This is the thirty-fifth installment of my classic actress beauty tips that I have read about and tested.
Youth Dew advertisement by Estee Lauder
Youth Dew was an instant success from the time it was released in 1953.
Created by Estee Lauder as a bath oil that could double as a perfume and sold for $5, the scent was blend of rose, jasmine, vetiver and patchouli, according to Estee Lauder cosmetics.
The perfume was also popular with Hollywood actresses including Gloria Swanson, Joan Crawford and Dolores Del Rio.
Swanson was a collector and life-long lover of perfume. The Turner Classic Movies documentary “Movies and Moguls” said Gloria Swanson spent $500 per month on perfume in the 1920s. A 1924 report said she spent $6,000 alone that year on perfume, according to “Gloria Swanson: The Ultimate Star” by Stephen Michael Shearer. One of Swanson’s favorite scenes included Caron’s Narcisse Noir.
Del Rio was also a perfume collector with fragrances such as Parfum des Champs Elysees by Guerlain, Jungla by Myrurgia, Secret de la Perle by Pleville, La Jacee by Coty, Sans Adieu by Worth and Les Lys by D’Orsay.
Joan Crawford throwing rice with new husband Alfred Steele. Crawford said Youth Dew helped her attract him.
A few of Crawford’s favorite perfumes included Jungle Gardenia, Spanish Geranium by Lanvin and she also enjoyed the men’s cologne, Royall Lyme.
But one favorite all three women shared was Estee Lauder’s Youth Dew.
Actress Gloria Swanson in 1956. Collector of perfume, she said she frequently wore Youth Dew.
Crawford claimed she attracted her fourth husband, Pepsi CEO Alfred Steele, with the scent. Supposedly Steele whispered in her ear while they were dancing, “I can’t stop dancing with you. You smell so exquisite,” according to the book “America’s Obsessives” by Joshua Kendall.
Swanson frequently told reporters she wore the scent, and Del Rio said she brushed Youth Dew into her hair, saying it was the secret to drive men mad, according to the book “Estee Lauder: Business Woman and Cosmetic Pioneer” by Robert Grayson.
Youth Dew has a strong, heavy, powdery and rather musky scent. It’s a smell that most people now seem to categorize as old fashioned or even grandmotherly.
Dolores Del Rio in 1955. Del Rio said she brushed the perfume in her hair to “drive men mad.”
When I read about classic actress perfumes, I always hope for the best and take a great leap of faith when purchasing them without smelling them first. That stands true for Youth Dew, as well as perfumes worn by Audrey Hepburn, Jean Harlow and created by Elizabeth Taylor. You do feel glamorous while wearing a perfume you know was your favorite actress’s signature scent (except for Taylor’s. It’s truly terrible). However, most of these perfumes that have a long history seem to have this same powdery, over powering smell.

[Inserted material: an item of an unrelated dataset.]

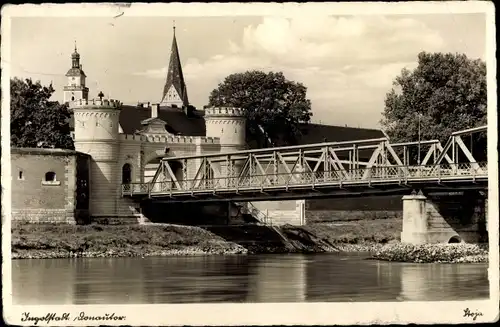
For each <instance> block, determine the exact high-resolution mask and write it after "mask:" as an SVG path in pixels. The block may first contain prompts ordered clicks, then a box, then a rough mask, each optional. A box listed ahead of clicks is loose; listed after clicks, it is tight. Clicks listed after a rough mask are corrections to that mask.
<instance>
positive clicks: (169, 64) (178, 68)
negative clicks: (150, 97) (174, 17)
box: [161, 21, 189, 107]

I prefer lighter scents, which are more en vogue today. For example, some of my personal favorite scents include Estee Lauder’s Sensuous and Dolce Gabbana’s Light Blue. The heaviest scents I own are Chanel Mademoiselle and Escada Magnetism.
While I don’t think Youth Dew is putrid, it’s so strong that it did clog my sinuses. While visiting my parents, my mother was trying to get a good whiff of the perfume and sprayed the perfume once in the kitchen. The room instantly was filled with the smell and it stuck around for the rest of the evening.

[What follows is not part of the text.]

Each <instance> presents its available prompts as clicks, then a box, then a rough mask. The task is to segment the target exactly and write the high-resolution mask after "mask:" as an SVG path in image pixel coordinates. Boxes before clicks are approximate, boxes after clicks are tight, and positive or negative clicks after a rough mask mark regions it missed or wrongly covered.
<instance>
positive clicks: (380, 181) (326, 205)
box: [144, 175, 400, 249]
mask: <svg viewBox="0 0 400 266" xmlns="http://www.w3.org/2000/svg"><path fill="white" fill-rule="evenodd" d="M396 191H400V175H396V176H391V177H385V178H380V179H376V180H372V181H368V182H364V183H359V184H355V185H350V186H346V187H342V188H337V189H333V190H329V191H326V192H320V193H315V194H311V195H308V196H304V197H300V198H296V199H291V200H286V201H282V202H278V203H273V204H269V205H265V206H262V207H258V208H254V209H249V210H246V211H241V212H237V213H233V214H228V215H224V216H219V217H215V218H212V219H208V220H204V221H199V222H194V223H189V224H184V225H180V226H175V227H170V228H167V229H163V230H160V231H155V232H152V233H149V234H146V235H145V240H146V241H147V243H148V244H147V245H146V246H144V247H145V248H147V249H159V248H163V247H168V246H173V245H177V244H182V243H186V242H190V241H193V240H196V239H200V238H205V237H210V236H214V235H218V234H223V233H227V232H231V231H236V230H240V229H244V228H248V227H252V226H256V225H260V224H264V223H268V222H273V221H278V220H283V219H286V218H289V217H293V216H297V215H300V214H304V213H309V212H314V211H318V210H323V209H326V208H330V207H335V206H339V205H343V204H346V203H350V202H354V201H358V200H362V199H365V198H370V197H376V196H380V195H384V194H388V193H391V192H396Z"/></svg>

“My sinuses are shutting down! I feel sick,” Mom said.
My bottle of Youth Dew (Comet Over Hollywood/Jessica P)
Though I warned her not to spray it, she said she was helping with my blog research. Shortly after, my dad got home.
“It smells terrible. What have you been up to,” Dad said.
To Review: Youth Dew is clearly not a fan favorite with my parents. While I didn’t hate the smell, it definitely is fairly overpowering. I’m not sure this is something I could wear all through the work day without ending up with itchy eyes and a headache.